Is there a way to fix a corrupted replica?

jcaballe · January 24, 2024, 8:55am

Hi,

other than starting from scratch, is there a mechanism or some trick to fix a replica that cannot be snapshotted? For example:

[root@cvmfs-stratum1 ~]# cvmfs_server snapshot unpacked.cern.ch
Initial snapshot
CernVM-FS: replicating from http://cvmfs-stratum-zero.cern.ch/cvmfs/unpacked.cern.ch
CernVM-FS: using public key(s) /etc/cvmfs/keys/cern.ch/cern-it1.cern.ch.pub, /etc/cvmfs/keys/cern.ch/cern-it4.cern.ch.pub, /etc/cvmfs/keys/cern.ch/cern-it5.cern.ch.pub
Creating an empty Reflog for 'unpacked.cern.ch'
Found 99 named snapshots
Uploading history database
Starting 16 workers
Replicating from trunk catalog at /
  Processing chunks [4469 registered chunks]: .^C
[root@cvmfs-stratum1-02 ~]#
[root@cvmfs-stratum1-02 ~]# cvmfs_server snapshot sft.cern.ch
Initial snapshot
CernVM-FS: replicating from http://cvmfs-stratum-zero.cern.ch/cvmfs/sft.cern.ch
CernVM-FS: using public key(s) /etc/cvmfs/keys/cern.ch/cern-it1.cern.ch.pub, /etc/cvmfs/keys/cern.ch/cern-it4.cern.ch.pub, /etc/cvmfs/keys/cern.ch/cern-it5.cern.ch.pub
Creating an empty Reflog for 'sft.cern.ch'
Found 251 named snapshots
Uploading history database
Starting 16 workers
Replicating from trunk catalog at /
  Processing chunks [9 registered chunks]: . fetched 1 new chunks out of 9 unique chunks
Replicating from catalog at /lcg/etc
  Processing chunks [847 registered chunks]: terminate called after throwing an instance of 'ECvmfsException'
  what():  PANIC: /home/sftnight/jenkins/workspace/CvmfsFullBuildDocker/CVMFS_BUILD_ARCH/docker-x86_64/CVMFS_BUILD_PLATFORM/cc8/build/BUILD/cvmfs-2.11.2/cvmfs/swissknife_pull.cc : 95
spooler failure 2 (/var/spool/cvmfs/sft.cern.ch/tmp/cvmfs.nQWPuF, hash: 0000000000000000000000000000000000000000)
/usr/bin/cvmfs_server: line 7528: 701345 Aborted                 (core dumped) $user_shell "$(__swissknife_cmd dbg) pull -m $name         -u $stratum0                                           -w $stratum1                                           -r ${upstream}                                         -x ${spool_dir}/tmp                                    -k $public_key                                         -n $num_workers                                        -t $timeout                                            -a $retries $with_history $with_reflog                    $initial_snapshot_flag $timestamp_threshold $log_level"

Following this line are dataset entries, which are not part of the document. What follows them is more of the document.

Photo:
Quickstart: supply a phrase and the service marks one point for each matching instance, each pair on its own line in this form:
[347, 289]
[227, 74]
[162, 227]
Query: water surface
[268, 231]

dwd · January 24, 2024, 5:56pm

There is usually a way to fix it, but it depends on the error. In this case it looks like “spooler failure 2” indicates a write error. Is /var/spool/cvmfs filesystem full or something? Is /var/spool/cvmfs/sft.cern.ch/tmp a valid writable path?

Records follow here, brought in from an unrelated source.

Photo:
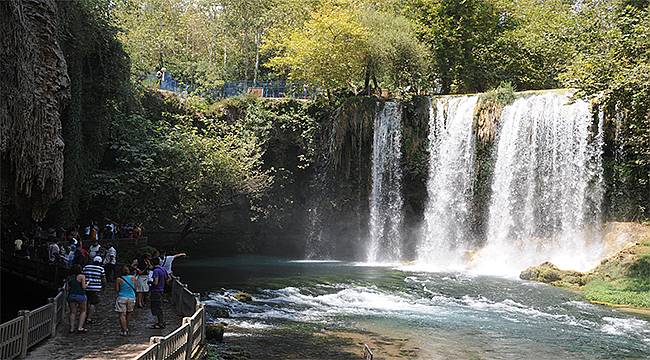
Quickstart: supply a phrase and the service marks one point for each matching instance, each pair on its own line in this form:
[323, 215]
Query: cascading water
[386, 195]
[446, 232]
[546, 187]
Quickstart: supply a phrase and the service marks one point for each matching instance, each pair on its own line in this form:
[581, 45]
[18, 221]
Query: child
[142, 286]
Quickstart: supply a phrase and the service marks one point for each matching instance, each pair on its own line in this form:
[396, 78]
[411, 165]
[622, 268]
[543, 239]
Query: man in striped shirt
[95, 274]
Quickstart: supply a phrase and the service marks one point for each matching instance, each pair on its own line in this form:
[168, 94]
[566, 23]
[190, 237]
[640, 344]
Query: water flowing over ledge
[386, 196]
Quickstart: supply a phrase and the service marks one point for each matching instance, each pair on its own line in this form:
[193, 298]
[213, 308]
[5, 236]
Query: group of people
[60, 246]
[146, 278]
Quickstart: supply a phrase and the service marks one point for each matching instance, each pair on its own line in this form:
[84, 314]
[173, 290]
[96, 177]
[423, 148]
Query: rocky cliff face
[35, 88]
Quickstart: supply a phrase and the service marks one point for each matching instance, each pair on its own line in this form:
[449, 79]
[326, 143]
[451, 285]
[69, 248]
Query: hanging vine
[35, 89]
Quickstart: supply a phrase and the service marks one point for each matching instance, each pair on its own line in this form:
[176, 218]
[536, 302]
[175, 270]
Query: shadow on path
[103, 340]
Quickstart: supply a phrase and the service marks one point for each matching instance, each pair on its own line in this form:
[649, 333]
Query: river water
[445, 315]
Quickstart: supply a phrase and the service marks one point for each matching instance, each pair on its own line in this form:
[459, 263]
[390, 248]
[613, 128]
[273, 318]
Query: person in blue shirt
[125, 302]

jcaballe · January 25, 2024, 3:28pm

Hi,

the filesystem where the /var/spool/ directories are got unmounted for a while. That explains why a few repos got into that state.

So, what is the correct way of fixing those broken repos? Running a new snapshot doesn’t help.

Cheers,
Jose

dwd · January 25, 2024, 5:18pm

It sounds like your /var/spool/cvmfs subdirectory for those repositories are messed up. Compare it to a good one, in particular the tmp symlink. Worst case you could probably clean them up with remove-repository -H to remove the configuration without removing the data, and then adding it back with add-repository -h. (I am assuming this is your old server and you’re still using cvmfs-hastratum1. If not, the corresponding command for removal is cvmfs_server rmfs -p and then I think doing a normal cvmfs_server add-replica.)